Backlash PDF Author: George Yancy
Publisher: Rowman & Littlefield
ISBN: 1538104067
Category : Social Science
Languages : en
Pages : 163

Book Description
When George Yancy penned a New York Times op-ed entitled “Dear White America” asking white Americans to confront the ways that they benefit from racism, he knew his article would be controversial. But he was unprepared for the flood of vitriol in response. The resulting blowback played out in the national media, with critics attacking Yancy in every form possible—including death threats—and supporters rallying to his side. Despite the rhetoric of a “post-race” America, Yancy quickly discovered that racism is still alive, crude, and vicious in its expression. In Backlash, Yancy expands upon the original article and chronicles the ensuing controversy as he seeks to understand what it was about the op-ed that created so much rage among so many white readers. He challenges white Americans to rise above the vitriol and to develop a new empathy for the African American experience.

An Unlikely Union

An Unlikely Union PDF Author: Paul Moses
Publisher: NYU Press
ISBN: 1479871303
Category : History
Languages : en
Pages : 395

Book Description
They came from the poorest parts of Ireland and Italy, and met as rivals on the sidewalks of New York. In the nineteenth century and for long after, the Irish and Italians fought in the Catholic Church, on the waterfront, at construction sites, and in the streets. Then they made peace through romance, marrying each other on a large scale in the years after World War II. An Unlikely Union unfolds the dramatic story of how two of America's largest ethnic groups learned to love and laugh with each other in the wake of decades of animosity. The vibrant cast of characters features saints such as

The Lost Book of Moses

The Lost Book of Moses PDF Author: Chanan Tigay
Publisher: HarperCollins
ISBN: 0062206435
Category : History
Languages : en
Pages : 253

Book Description
One man’s quest to find the oldest Bible scrolls in the world and uncover the story of the brilliant, doomed antiquarian accused of forging them. In the summer of 1883, Moses Wilhelm Shapira—archaeological treasure hunter and inveterate social climber—showed up unannounced in London claiming to have discovered the oldest copy of the Bible in the world.
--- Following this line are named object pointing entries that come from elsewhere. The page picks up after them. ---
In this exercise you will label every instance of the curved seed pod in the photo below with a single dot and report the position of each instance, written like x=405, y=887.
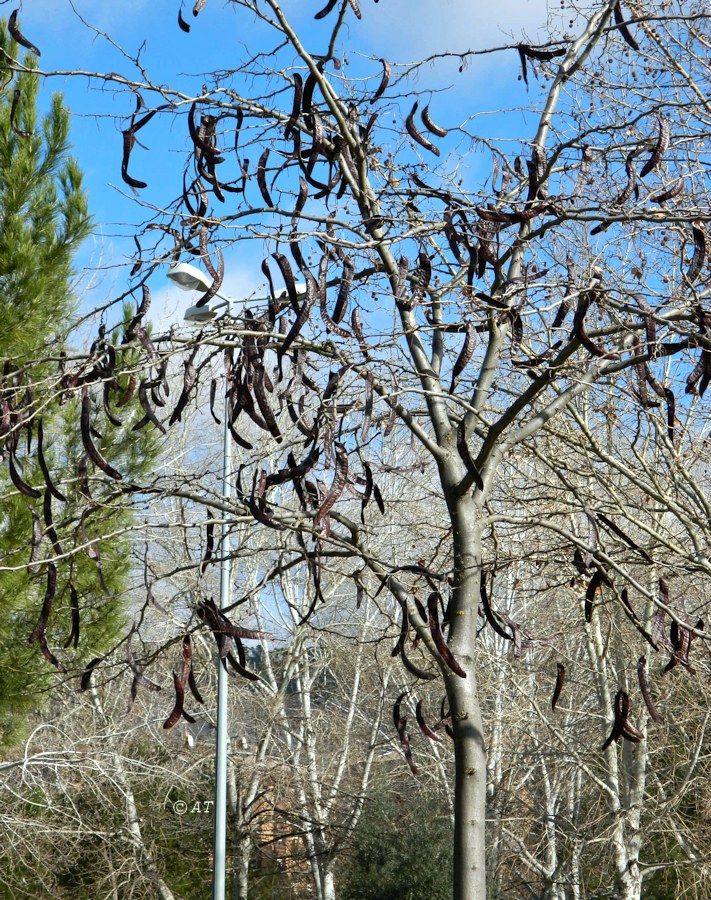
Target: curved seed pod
x=630, y=733
x=322, y=13
x=49, y=594
x=296, y=104
x=368, y=408
x=177, y=711
x=288, y=276
x=583, y=172
x=628, y=189
x=660, y=147
x=184, y=26
x=621, y=534
x=438, y=638
x=47, y=653
x=36, y=541
x=622, y=706
x=405, y=743
x=300, y=201
x=344, y=289
x=465, y=354
x=384, y=81
x=559, y=682
x=17, y=35
x=88, y=671
x=87, y=441
x=57, y=494
x=646, y=692
x=262, y=178
x=669, y=193
x=488, y=612
x=189, y=380
x=209, y=547
x=49, y=523
x=416, y=135
x=623, y=29
x=431, y=126
x=415, y=669
x=671, y=414
x=18, y=481
x=337, y=485
x=699, y=257
x=74, y=617
x=463, y=450
x=404, y=627
x=424, y=727
x=16, y=96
But before the museum could pony up his £1 million asking price for the scrolls—which discovery called into question the divine authorship of the scriptures—Shapira’s nemesis, the French archaeologist Charles Clermont-Ganneau, denounced the manuscripts, turning the public against him. Distraught over this humiliating public rebuke, Shapira fled to the Netherlands and committed suicide. Then, in 1947 the Dead Sea Scrolls were discovered. Noting the similarities between these and Shapira’s scrolls, scholars made efforts to re-examine Shapira’s case, but it was too late: the primary piece of evidence, the parchment scrolls themselves had mysteriously vanished. Tigay, journalist and son of a renowned Biblical scholar, was galvanized by this peculiar story and this indecipherable man, and became determined to find the scrolls. He sets out on a quest that takes him to Australia, England, Holland, Germany where he meets Shapira’s still aggrieved descendants and Jerusalem where Shapira is still referred to in the present tense as a “Naughty boy”. He wades into museum storerooms, musty English attics, and even the Jordanian gorge where the scrolls were said to have been found all in a tireless effort to uncover the truth about the scrolls and about Shapira, himself. At once historical drama and modern-day mystery, The Lost Book of Moses explores the nineteenth-century disappearance of Shapira’s scrolls and Tigay's globetrotting hunt for the ancient manuscript. As it follows Tigay’s trail to the truth, the book brings to light a flamboyant, romantic, devious, and ultimately tragic personality in a story that vibrates with the suspense of a classic detective tale.